I am estimating a multinomial logistic regression with random parameters. The model’s likelihood is unimodal and it has a 1-1 relationship with the parameters.
My goal is to estimate the same model with two different datasets. With one the model is fine, but with the other, some chains stabilize around an area that has a much worse likelihood:
likelihood per chain.pdf (45.9 KB)
What could prevent a chain from exploring better areas of the parameter space? My best guess is that it got stuck in a pathological region. The posterior is very close to -1 or 1 for some correlation elements and very close to zero for one variance (<lower=0>
).
Also, what’s the correct thing to do here? Should I pick better initial values? I’m not very eager to make the priors even more informative, and I assume that the right thing to do isn’t just “tossing” the worse chain.
Here’s the Stan code:
data {
int<lower=1> N; // n of observations (number of individuals times number of choice scenarios per individual)
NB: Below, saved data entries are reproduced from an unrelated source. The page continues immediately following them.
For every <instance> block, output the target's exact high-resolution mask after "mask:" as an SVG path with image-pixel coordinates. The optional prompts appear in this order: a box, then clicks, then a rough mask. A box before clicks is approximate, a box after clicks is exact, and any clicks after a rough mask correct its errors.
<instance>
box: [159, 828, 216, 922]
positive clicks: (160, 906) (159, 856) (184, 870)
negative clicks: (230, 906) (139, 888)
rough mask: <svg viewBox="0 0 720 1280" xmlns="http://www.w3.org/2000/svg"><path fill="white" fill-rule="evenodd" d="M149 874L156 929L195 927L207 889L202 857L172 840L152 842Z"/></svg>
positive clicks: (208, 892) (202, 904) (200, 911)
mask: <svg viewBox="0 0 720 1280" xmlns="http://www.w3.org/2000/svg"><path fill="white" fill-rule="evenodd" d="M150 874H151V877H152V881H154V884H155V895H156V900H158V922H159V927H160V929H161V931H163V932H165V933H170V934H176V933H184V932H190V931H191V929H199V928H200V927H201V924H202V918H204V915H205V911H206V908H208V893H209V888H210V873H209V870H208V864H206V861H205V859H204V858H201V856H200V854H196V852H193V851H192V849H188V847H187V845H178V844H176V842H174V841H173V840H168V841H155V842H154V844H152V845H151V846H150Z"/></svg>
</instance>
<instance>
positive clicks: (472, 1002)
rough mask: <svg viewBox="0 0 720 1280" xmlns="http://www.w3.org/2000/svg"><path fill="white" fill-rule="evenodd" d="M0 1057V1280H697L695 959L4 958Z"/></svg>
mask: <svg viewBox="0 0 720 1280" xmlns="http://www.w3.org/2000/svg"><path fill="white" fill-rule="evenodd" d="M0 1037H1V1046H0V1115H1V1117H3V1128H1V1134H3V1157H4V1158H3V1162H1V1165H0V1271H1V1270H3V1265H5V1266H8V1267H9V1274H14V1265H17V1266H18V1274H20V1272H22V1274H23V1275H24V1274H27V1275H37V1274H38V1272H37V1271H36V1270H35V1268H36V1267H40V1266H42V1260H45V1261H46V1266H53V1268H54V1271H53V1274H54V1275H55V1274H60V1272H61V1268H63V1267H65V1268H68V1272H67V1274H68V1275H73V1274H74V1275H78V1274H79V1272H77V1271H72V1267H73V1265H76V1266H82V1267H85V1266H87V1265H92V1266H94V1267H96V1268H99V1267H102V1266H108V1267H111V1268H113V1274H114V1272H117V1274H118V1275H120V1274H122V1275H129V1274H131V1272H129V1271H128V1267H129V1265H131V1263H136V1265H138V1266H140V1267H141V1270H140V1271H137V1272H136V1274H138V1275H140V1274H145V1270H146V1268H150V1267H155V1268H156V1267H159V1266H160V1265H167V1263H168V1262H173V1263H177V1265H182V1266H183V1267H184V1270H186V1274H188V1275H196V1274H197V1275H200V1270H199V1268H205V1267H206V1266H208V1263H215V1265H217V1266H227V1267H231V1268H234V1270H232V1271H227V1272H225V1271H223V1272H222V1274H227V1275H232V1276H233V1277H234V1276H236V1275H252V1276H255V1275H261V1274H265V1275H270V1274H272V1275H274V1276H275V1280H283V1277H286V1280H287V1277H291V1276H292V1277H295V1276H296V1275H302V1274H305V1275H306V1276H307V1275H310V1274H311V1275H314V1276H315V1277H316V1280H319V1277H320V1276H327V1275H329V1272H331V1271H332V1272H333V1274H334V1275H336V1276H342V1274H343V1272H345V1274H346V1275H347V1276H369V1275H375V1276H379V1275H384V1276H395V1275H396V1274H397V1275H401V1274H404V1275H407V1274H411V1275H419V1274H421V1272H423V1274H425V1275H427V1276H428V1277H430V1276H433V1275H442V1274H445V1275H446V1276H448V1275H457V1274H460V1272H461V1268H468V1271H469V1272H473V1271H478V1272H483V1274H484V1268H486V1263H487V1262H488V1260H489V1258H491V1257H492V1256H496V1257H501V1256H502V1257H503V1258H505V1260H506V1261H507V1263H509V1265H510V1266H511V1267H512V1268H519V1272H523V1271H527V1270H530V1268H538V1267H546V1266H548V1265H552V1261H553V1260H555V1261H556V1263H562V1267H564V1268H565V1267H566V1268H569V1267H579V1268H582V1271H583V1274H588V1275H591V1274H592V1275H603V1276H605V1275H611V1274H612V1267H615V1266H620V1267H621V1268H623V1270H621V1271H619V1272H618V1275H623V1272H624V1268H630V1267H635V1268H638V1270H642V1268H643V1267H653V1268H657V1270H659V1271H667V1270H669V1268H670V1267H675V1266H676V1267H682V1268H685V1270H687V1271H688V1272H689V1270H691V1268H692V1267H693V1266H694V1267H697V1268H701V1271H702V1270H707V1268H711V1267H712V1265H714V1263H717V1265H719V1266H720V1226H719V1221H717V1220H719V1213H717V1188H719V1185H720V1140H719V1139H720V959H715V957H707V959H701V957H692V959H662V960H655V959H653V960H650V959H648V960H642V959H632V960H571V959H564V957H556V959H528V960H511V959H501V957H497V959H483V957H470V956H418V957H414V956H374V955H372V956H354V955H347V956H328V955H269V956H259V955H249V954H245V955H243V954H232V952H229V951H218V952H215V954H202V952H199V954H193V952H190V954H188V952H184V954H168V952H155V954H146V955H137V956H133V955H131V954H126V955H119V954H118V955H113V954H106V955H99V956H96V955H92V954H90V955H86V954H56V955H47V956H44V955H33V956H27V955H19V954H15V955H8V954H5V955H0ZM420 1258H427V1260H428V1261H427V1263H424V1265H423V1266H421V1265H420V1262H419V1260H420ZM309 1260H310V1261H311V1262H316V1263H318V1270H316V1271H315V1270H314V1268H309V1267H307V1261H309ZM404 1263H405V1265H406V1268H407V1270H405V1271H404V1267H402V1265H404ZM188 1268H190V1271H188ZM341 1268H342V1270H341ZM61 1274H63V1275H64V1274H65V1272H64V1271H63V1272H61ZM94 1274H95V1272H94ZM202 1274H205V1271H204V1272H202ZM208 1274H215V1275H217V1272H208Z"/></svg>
int<lower=1> I; // n of individuals
int<lower=2> J; // n of alternatives
int<lower=0> K; // n of choice covariates, random
int<lower=0> Kf; // n of choice covariates, not random
array[N] int<lower=1, upper=J> choices; // choice made for each observation
array[N] matrix[J, K] X; // choice covariates for each choice situation (random)
array[N] matrix[J, Kf] Xf; // choice covariates for each choice situation (not random)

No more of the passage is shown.